Faisal Afridi

Personal information
- Full name: Faisal Khan Afridi
- Born: 31 December 1977 (age 48) Sargodha, Punjab, Pakistan, Pakistan
- Batting: Right-handed
- Bowling: Right-arm fast-medium
- Role: Umpire

Umpiring information
- ODIs umpired: 4 (2023–2025)
- T20Is umpired: 23 (2022–2025)
- WODIs umpired: 13 (2018–2025)
- WT20Is umpired: 14 (2018–2024)
- Source: Cricinfo, 3 May 2023

= Faisal Afridi =

Pakistani cricket umpire

Faisal Afridi (born 31 December 1977) is a Pakistani cricket umpire and former first-class cricketer.

==Career==
Afridi played 53 first-class and 35 List A matches between 1998 and 2008. As an umpire, he debuted in the match between National Bank of Pakistan and Water and Power Development Authority in the 2017–18 Quaid-e-Azam Trophy on 21 October 2017. In December 2018, he was one of the on-field umpires for the final of the 2018–19 Quaid-e-Azam Trophy.

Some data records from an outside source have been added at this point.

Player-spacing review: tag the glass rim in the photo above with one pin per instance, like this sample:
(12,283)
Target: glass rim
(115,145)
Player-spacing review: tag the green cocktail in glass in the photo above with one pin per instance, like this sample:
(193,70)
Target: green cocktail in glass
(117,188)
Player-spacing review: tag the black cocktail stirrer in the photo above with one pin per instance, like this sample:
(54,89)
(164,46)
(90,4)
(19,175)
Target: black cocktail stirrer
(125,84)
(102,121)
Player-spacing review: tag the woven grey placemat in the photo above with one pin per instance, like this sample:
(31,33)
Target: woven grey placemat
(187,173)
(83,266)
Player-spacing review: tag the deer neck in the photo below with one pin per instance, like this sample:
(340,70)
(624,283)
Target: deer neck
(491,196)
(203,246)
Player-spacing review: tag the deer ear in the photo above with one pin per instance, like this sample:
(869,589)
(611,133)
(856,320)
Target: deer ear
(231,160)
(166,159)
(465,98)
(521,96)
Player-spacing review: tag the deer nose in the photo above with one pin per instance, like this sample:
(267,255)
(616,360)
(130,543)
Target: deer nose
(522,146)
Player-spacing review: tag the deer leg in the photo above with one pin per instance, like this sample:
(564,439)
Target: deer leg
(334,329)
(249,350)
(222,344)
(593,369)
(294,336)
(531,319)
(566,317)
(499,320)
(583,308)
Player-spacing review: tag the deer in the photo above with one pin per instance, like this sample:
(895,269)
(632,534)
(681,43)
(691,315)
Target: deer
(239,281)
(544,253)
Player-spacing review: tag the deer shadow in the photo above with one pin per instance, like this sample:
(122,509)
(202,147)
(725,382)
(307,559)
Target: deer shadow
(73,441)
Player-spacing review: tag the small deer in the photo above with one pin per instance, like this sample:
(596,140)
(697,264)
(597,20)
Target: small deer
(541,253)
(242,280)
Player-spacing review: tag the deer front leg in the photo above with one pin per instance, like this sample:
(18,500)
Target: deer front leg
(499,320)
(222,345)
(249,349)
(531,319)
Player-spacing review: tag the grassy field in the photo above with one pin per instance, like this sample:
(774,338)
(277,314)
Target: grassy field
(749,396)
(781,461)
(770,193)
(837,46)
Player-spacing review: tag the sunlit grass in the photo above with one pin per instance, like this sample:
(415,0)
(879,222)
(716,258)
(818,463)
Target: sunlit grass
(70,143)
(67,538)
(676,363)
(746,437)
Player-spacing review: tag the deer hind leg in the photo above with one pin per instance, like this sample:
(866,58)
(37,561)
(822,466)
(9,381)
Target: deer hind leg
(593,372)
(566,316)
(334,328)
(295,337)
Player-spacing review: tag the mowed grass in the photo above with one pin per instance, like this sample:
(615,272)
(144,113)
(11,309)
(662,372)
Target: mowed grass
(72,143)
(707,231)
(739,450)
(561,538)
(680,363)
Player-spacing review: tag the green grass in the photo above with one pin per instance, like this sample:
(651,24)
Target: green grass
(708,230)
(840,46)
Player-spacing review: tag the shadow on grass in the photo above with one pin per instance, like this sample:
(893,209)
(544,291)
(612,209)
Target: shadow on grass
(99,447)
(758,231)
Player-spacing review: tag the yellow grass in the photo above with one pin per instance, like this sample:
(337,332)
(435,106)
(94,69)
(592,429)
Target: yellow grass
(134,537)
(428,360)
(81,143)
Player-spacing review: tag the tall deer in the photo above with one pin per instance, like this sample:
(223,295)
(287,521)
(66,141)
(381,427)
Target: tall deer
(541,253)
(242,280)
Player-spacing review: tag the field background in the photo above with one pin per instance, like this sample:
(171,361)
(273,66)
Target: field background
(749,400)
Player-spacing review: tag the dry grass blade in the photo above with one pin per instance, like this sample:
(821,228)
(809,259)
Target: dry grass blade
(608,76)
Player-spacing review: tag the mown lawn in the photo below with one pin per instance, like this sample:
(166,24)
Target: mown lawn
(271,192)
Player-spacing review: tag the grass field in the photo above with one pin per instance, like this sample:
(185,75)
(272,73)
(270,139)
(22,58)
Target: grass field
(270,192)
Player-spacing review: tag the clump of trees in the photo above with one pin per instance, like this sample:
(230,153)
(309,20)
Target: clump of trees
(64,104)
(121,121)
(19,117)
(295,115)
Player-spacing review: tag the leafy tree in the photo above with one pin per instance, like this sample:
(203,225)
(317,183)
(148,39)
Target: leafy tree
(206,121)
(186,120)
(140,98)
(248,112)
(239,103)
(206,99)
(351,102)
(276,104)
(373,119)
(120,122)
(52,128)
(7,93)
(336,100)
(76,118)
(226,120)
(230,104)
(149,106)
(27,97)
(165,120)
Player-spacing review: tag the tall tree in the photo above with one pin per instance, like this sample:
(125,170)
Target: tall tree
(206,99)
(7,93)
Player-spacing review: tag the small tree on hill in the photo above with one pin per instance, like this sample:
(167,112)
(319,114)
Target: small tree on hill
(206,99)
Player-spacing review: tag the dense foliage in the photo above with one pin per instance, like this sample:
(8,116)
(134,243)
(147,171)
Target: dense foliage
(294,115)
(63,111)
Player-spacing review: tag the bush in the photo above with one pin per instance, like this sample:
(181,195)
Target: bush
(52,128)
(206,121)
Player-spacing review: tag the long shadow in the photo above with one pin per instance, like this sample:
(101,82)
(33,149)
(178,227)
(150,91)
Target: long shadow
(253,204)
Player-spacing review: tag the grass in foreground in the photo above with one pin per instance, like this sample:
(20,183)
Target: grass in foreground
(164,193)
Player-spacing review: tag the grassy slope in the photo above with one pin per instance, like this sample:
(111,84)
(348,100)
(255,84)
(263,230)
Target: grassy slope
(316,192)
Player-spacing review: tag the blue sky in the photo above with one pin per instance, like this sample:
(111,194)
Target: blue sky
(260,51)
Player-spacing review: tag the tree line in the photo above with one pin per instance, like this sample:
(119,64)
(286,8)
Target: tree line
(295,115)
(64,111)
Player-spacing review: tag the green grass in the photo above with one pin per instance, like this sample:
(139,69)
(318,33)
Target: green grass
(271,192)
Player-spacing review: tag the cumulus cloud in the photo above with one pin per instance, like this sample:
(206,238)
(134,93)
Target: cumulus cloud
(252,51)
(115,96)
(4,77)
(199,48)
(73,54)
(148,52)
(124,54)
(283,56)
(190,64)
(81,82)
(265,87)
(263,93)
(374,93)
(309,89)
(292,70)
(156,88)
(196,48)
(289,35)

In October 2021, Afridi was promoted to the International Panel of ICC Umpires, replacing Shozab Raza. He stood in his first Twenty20 International (T20I) match, between Pakistan and England on 23 September 2022. He officiated in his first One Day International (ODI) match, between Pakistan and New Zealand on 3 May 2023.